Hope I didn’t misunderstand anything.


You need a separate binary variable for each edge, not each pair of origin-destination nodes.

So, there’s no package for somehow automatically handling multiple graphs. Yes, I also thought that the way is to have separate variables. Thank you both @slwu89 and @odow for your thoughts and suggestions.

1 Like

At the risk of suggesting something too niche, I’ll point out that Catlab.jl can model complex relational data in this way. Here’s a small example of defining a schema for a directed multi-graph where edges may have a time attribute (the code in the @present macro; you can read Ob as a “table”, Hom as foreign keys, and Attr as a column of a table), and creating a data instance on that schema.

That being said looking back at this, I wonder if you might consider a bipartite graph with multiple edges as a more natural data structure for this data (presumably there’s no driver-driver or passenger-passenger links).

using Catlab, ACSets, Tables

@present DriverPassenger(FreeSchema) begin

@acset_type DriverPassengerData(DriverPassenger, index=[:src,:tgt])

sample_data = @acset DriverPassengerData{Float64} begin

# get the source node of edge 1

# get the target node of edge 1

# get the time of edge 1

# get all edges with target node 2
incident(sample_data, 2, :tgt)

# can easily iterate with Tables.jl interface
sample_data_tb = tables(sample_data)

# this is iterable

Thanks again @slwu89, this library is totally new to me. So, I’ll look into it.
No a bipartite graph won’t be multiple edges, as by multiples edge I want to only look into those cases where the start and end node have the same labels.
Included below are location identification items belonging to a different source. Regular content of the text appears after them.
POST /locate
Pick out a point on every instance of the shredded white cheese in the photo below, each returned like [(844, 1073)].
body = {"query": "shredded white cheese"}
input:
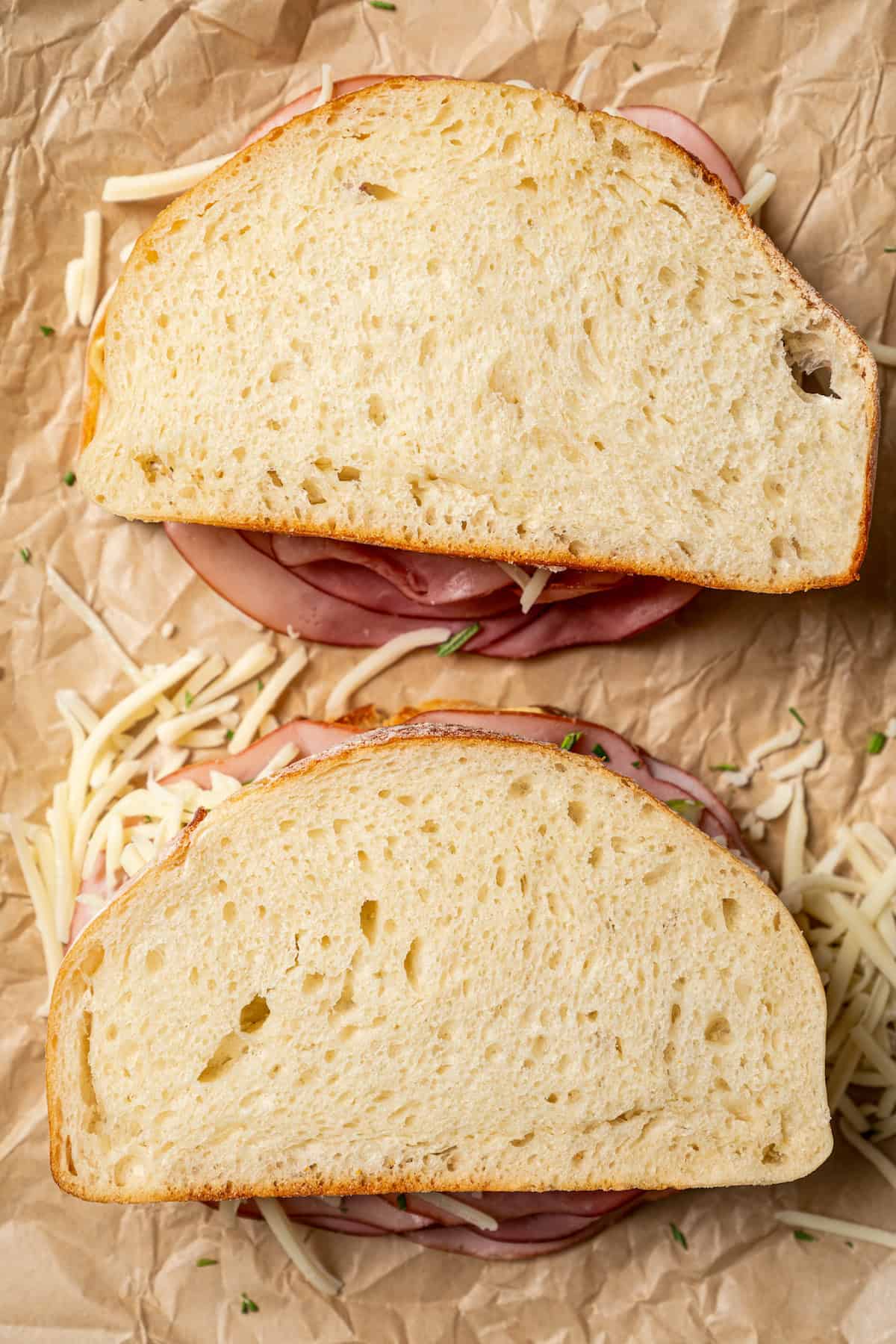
[(534, 589), (274, 1216), (90, 276), (759, 190), (514, 571), (250, 665), (267, 698), (576, 87), (808, 759), (169, 181), (837, 1228), (327, 87), (73, 287), (376, 662), (175, 730), (474, 1216)]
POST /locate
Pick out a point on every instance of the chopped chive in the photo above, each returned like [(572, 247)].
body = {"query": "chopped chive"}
[(458, 640), (687, 808)]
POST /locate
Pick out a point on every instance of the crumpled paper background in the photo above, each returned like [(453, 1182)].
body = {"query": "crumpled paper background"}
[(99, 87)]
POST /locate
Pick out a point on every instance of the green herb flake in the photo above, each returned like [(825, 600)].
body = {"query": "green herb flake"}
[(677, 1236), (458, 640), (687, 808)]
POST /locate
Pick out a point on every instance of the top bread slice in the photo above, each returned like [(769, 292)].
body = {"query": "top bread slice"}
[(437, 960), (480, 320)]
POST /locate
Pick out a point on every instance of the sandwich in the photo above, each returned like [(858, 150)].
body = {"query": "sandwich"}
[(481, 989), (441, 349)]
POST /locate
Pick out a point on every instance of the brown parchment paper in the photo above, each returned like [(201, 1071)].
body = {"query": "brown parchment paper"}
[(93, 87)]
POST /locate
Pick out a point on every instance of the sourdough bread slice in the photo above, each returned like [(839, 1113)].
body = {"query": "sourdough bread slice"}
[(476, 319), (437, 960)]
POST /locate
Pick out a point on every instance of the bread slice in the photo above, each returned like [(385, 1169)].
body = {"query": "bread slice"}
[(479, 320), (437, 960)]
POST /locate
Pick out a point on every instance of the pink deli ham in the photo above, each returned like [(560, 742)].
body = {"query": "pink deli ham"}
[(359, 603), (361, 596)]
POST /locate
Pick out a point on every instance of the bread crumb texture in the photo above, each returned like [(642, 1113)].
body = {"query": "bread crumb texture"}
[(476, 319), (437, 961)]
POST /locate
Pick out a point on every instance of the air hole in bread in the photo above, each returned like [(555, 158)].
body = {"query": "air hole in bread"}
[(230, 1048), (368, 920), (718, 1030), (576, 812), (254, 1014), (809, 367)]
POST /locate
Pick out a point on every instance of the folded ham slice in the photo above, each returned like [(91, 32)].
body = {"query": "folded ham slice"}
[(361, 596), (364, 596)]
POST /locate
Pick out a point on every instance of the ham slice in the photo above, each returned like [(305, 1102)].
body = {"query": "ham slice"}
[(692, 137), (381, 593)]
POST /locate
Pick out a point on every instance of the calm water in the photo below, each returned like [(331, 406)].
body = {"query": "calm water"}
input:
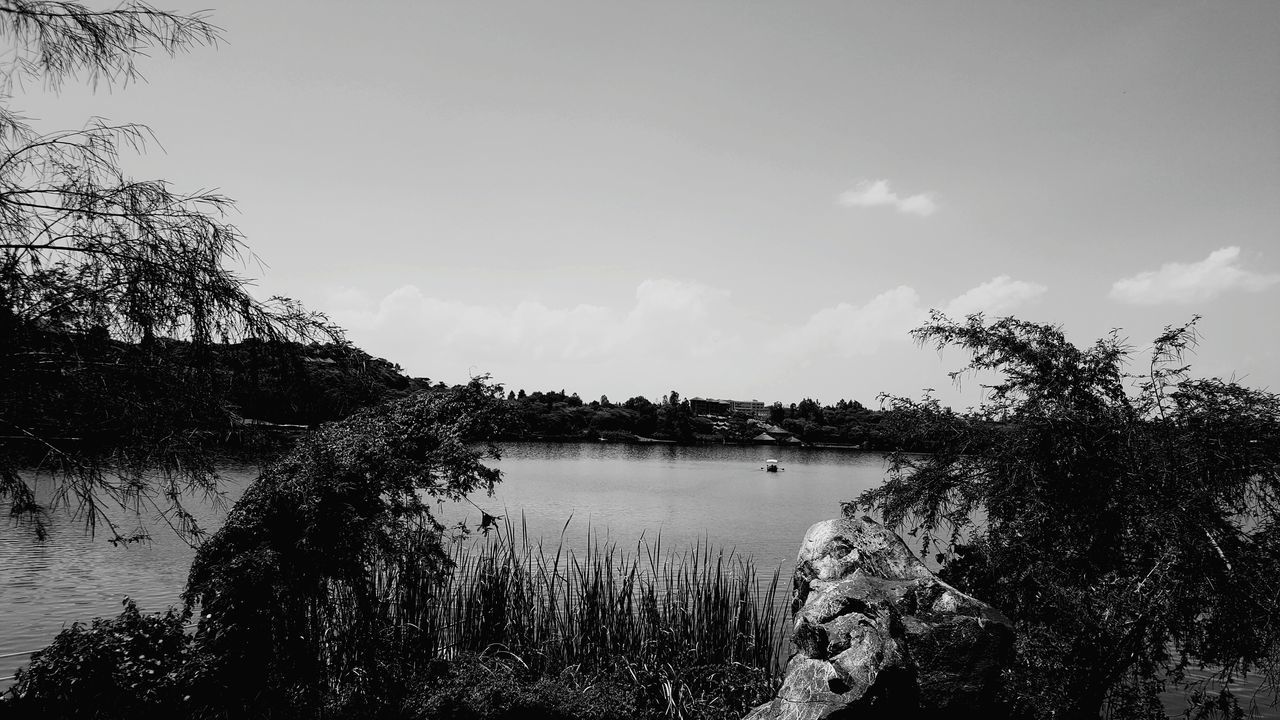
[(685, 493), (716, 493)]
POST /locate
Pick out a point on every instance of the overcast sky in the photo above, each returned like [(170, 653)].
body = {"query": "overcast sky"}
[(731, 199)]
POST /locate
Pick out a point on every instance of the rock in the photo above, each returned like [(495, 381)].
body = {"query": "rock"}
[(877, 634)]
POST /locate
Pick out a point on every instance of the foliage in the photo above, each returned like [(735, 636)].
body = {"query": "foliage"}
[(685, 634), (553, 415), (499, 686), (90, 255), (557, 609), (287, 588), (472, 687), (133, 665), (1128, 525)]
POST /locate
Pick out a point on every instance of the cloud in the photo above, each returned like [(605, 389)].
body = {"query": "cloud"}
[(864, 329), (1192, 282), (995, 297), (874, 194), (672, 317)]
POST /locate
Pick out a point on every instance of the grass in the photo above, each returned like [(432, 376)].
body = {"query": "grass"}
[(554, 609)]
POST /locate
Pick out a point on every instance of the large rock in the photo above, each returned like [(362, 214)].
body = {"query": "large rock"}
[(877, 634)]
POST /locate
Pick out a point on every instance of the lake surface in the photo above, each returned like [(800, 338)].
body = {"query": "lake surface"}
[(685, 493), (618, 492)]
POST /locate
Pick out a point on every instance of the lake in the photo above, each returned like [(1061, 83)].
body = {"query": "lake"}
[(620, 492)]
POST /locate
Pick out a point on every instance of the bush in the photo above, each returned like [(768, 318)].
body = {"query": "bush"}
[(499, 686), (129, 666), (474, 687)]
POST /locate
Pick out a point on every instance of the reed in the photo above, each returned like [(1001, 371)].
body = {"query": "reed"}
[(553, 607)]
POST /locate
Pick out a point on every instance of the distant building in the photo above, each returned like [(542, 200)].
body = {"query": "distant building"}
[(750, 408), (708, 406), (725, 408)]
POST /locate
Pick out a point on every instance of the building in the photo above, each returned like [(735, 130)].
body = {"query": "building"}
[(711, 406), (708, 406)]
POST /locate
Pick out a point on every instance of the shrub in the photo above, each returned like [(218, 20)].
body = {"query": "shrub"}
[(129, 666)]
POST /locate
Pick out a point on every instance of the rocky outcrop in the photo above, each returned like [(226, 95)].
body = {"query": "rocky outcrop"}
[(877, 634)]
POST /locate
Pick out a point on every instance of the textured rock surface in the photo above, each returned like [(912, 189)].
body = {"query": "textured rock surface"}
[(878, 636)]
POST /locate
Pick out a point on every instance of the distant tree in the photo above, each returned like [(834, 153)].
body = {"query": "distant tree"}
[(94, 261), (1127, 524)]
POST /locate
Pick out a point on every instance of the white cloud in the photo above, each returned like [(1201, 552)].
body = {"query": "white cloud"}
[(873, 194), (995, 297), (1192, 282), (890, 317), (406, 324)]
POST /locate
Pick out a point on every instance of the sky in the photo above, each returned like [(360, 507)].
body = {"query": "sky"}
[(734, 199)]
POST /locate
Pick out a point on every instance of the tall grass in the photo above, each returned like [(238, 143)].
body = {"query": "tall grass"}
[(554, 607)]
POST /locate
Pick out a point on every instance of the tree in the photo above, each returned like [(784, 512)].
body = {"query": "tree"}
[(1127, 524), (297, 577), (97, 274)]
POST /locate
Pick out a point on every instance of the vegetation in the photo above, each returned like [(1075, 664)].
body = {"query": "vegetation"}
[(129, 666), (1127, 524), (287, 587), (557, 417), (503, 629), (87, 256)]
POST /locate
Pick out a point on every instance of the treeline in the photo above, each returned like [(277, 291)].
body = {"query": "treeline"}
[(86, 390), (553, 415)]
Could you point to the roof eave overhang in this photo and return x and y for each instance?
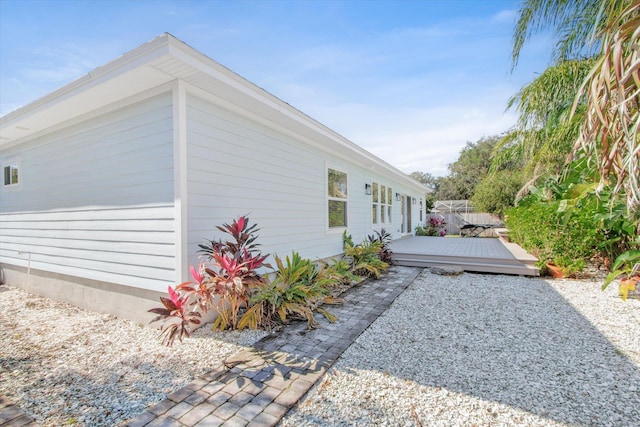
(158, 62)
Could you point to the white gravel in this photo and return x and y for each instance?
(63, 365)
(488, 350)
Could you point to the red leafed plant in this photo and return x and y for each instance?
(176, 307)
(230, 273)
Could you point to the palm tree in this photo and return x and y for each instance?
(544, 136)
(610, 30)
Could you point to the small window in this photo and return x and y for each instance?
(337, 195)
(11, 174)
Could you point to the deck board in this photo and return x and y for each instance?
(472, 254)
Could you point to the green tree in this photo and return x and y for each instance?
(608, 30)
(497, 191)
(468, 170)
(432, 183)
(544, 136)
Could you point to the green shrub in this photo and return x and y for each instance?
(364, 257)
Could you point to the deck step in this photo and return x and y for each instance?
(477, 255)
(468, 265)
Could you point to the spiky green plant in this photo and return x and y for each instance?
(299, 288)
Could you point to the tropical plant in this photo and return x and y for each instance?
(229, 274)
(608, 101)
(383, 237)
(435, 226)
(543, 139)
(299, 288)
(340, 271)
(497, 191)
(233, 270)
(177, 310)
(364, 257)
(467, 171)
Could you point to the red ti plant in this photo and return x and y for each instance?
(176, 307)
(230, 274)
(233, 270)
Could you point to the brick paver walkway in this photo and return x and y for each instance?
(257, 386)
(12, 416)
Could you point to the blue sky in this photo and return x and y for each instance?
(410, 81)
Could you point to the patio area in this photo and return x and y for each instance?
(486, 255)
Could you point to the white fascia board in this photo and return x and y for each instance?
(199, 61)
(115, 80)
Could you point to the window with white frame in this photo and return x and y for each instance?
(337, 198)
(11, 173)
(389, 202)
(375, 202)
(381, 203)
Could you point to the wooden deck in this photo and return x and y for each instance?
(487, 255)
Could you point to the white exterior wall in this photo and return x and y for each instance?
(237, 166)
(95, 199)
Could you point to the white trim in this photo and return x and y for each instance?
(180, 181)
(123, 103)
(340, 229)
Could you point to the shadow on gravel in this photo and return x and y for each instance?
(523, 346)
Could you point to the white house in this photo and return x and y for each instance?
(111, 182)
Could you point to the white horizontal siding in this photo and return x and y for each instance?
(97, 199)
(121, 158)
(237, 167)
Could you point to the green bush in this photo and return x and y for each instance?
(364, 257)
(572, 226)
(298, 289)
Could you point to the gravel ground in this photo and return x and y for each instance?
(63, 365)
(488, 350)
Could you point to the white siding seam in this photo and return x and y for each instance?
(208, 97)
(180, 179)
(158, 90)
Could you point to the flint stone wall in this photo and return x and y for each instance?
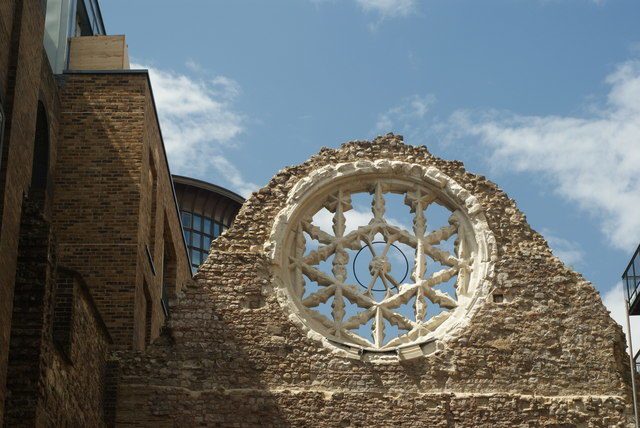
(542, 351)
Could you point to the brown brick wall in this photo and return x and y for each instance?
(103, 205)
(25, 79)
(100, 138)
(549, 355)
(74, 390)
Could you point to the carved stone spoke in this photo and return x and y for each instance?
(360, 314)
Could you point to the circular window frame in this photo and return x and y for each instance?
(319, 184)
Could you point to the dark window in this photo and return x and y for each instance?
(40, 164)
(199, 232)
(186, 219)
(2, 120)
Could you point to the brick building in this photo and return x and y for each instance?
(481, 326)
(90, 241)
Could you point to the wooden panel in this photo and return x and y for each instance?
(98, 53)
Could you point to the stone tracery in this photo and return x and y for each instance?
(419, 293)
(390, 312)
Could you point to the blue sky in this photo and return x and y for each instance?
(541, 96)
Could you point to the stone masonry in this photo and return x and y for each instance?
(538, 349)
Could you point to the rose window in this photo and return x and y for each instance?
(382, 264)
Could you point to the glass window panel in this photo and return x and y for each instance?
(186, 219)
(195, 257)
(196, 240)
(197, 222)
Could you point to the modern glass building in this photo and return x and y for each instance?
(206, 211)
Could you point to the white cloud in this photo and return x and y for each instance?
(614, 301)
(569, 252)
(388, 8)
(407, 115)
(199, 123)
(592, 161)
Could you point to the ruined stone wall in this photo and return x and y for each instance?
(540, 350)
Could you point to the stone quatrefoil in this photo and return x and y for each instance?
(418, 292)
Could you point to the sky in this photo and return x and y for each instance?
(541, 96)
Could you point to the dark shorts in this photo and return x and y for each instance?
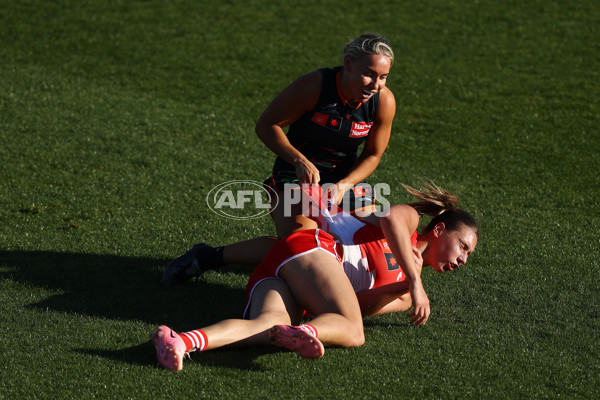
(359, 197)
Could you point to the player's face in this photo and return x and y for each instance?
(453, 248)
(366, 76)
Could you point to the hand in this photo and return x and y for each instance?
(306, 172)
(421, 310)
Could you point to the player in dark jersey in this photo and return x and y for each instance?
(329, 114)
(305, 272)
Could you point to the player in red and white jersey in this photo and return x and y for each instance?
(303, 272)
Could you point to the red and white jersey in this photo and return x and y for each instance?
(367, 259)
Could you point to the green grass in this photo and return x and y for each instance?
(117, 118)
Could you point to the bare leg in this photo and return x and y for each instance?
(319, 284)
(272, 304)
(287, 219)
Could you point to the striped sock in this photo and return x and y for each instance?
(310, 329)
(194, 340)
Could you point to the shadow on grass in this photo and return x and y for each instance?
(129, 289)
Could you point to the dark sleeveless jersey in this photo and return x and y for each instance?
(330, 134)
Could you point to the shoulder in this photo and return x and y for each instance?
(387, 103)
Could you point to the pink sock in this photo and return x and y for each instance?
(195, 339)
(310, 329)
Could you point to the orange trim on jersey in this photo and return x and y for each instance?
(339, 88)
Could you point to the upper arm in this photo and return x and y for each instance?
(380, 133)
(295, 100)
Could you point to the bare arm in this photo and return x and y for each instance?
(398, 226)
(298, 98)
(384, 299)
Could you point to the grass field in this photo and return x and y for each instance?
(118, 117)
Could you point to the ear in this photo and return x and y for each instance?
(347, 63)
(438, 229)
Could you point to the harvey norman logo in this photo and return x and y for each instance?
(360, 129)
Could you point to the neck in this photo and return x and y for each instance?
(423, 242)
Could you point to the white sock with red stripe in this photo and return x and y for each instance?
(310, 329)
(195, 339)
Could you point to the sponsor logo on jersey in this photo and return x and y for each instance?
(327, 121)
(392, 262)
(360, 129)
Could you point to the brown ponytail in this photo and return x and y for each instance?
(434, 200)
(443, 206)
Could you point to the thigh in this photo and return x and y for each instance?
(319, 284)
(272, 299)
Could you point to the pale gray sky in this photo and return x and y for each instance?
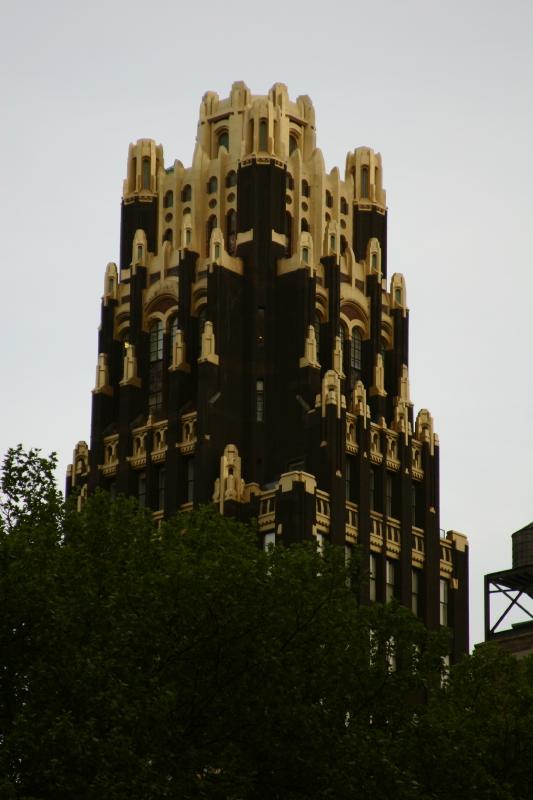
(441, 89)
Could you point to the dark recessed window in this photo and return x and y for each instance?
(263, 134)
(223, 140)
(231, 179)
(146, 173)
(364, 181)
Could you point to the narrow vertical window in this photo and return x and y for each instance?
(415, 591)
(259, 400)
(316, 326)
(364, 181)
(443, 601)
(146, 174)
(355, 349)
(231, 231)
(260, 325)
(141, 489)
(263, 134)
(161, 489)
(190, 480)
(155, 376)
(372, 489)
(390, 580)
(223, 140)
(288, 234)
(388, 496)
(210, 227)
(372, 577)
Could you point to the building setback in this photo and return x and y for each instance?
(252, 352)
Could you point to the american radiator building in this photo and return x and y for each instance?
(253, 353)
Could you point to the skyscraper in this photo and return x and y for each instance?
(254, 353)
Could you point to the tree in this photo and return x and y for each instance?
(187, 662)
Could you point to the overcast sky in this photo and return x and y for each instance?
(442, 89)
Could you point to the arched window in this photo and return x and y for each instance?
(263, 134)
(223, 139)
(155, 378)
(231, 231)
(316, 326)
(355, 349)
(156, 341)
(146, 174)
(202, 316)
(288, 234)
(210, 227)
(364, 181)
(173, 330)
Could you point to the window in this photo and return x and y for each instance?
(263, 134)
(372, 577)
(231, 231)
(390, 580)
(190, 480)
(443, 601)
(146, 174)
(161, 488)
(202, 316)
(209, 228)
(141, 489)
(388, 495)
(156, 341)
(259, 400)
(355, 349)
(223, 139)
(288, 234)
(173, 330)
(415, 591)
(316, 326)
(260, 325)
(364, 181)
(372, 489)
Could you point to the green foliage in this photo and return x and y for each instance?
(186, 662)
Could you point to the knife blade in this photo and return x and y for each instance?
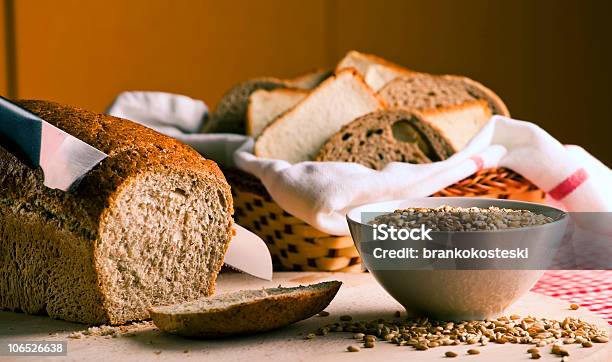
(63, 158)
(249, 254)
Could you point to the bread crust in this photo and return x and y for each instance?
(133, 150)
(251, 316)
(372, 142)
(250, 116)
(381, 103)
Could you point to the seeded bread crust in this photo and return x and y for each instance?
(426, 91)
(266, 105)
(59, 272)
(245, 312)
(378, 138)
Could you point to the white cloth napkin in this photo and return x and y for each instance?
(321, 193)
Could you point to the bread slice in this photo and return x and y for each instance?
(299, 134)
(244, 312)
(362, 62)
(385, 136)
(266, 105)
(459, 123)
(375, 70)
(310, 80)
(425, 91)
(402, 135)
(230, 114)
(149, 225)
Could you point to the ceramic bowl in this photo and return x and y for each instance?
(469, 291)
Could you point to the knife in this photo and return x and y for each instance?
(63, 158)
(249, 254)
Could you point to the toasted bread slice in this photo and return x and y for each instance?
(244, 312)
(426, 91)
(299, 134)
(266, 105)
(230, 114)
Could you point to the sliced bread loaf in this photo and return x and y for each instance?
(402, 135)
(385, 136)
(378, 75)
(230, 114)
(266, 105)
(244, 312)
(298, 134)
(426, 91)
(375, 70)
(149, 225)
(459, 123)
(310, 80)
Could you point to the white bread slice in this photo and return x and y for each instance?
(375, 70)
(298, 134)
(265, 105)
(424, 91)
(378, 75)
(458, 124)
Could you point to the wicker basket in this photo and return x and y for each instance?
(295, 245)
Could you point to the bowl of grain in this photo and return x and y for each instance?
(461, 269)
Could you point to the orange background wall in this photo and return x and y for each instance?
(551, 61)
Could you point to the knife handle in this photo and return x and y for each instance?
(20, 132)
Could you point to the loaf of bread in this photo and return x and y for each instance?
(426, 91)
(244, 312)
(266, 105)
(310, 80)
(378, 138)
(149, 225)
(298, 134)
(458, 124)
(403, 135)
(229, 115)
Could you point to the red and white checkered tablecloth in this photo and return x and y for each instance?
(591, 289)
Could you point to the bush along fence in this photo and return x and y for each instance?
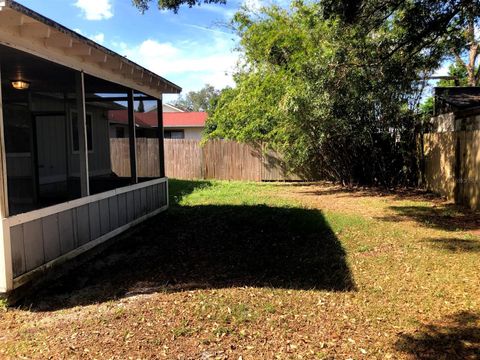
(187, 159)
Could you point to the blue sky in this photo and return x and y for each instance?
(191, 48)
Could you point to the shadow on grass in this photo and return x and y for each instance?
(325, 189)
(180, 188)
(454, 244)
(456, 337)
(192, 247)
(445, 217)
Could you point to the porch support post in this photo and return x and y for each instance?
(82, 133)
(161, 145)
(6, 265)
(132, 137)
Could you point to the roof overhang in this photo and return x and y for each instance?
(28, 31)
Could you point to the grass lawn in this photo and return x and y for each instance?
(268, 271)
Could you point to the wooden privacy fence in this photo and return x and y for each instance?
(186, 159)
(452, 168)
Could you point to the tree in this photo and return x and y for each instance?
(200, 100)
(173, 4)
(336, 94)
(465, 43)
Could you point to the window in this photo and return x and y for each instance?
(119, 132)
(171, 134)
(75, 144)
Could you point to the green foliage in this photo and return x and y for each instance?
(321, 92)
(201, 100)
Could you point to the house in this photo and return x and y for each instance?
(176, 124)
(168, 108)
(450, 146)
(58, 195)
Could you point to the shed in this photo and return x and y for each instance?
(58, 195)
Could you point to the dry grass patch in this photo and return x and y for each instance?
(270, 271)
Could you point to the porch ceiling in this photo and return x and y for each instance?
(46, 76)
(28, 31)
@F_A just wanted to check if you had any luck with this problem.

Also, somewhat selfishly, I’m a contributor to Catlab/ACSets and I’m interested to see if these data structures can actually help out your use case, but I don’t have enough information about the problem yet to help with more concrete code.

1 Like

Hi @slwu89.
Thanks for this library and your help! I read it a little bit but did not get a chance to try it because I had already written everything in Jump, and it turns out that the easier option was to reformulate the model slightly at the end.
Thanks again!


I’m glad to hear you got it working!

For what it’s worth, if you are still interested, I’d love to take a look at any sample data you’d be willing to share, to see if acsets can help smooth the connection between data representation and an optimization problem in JuMP.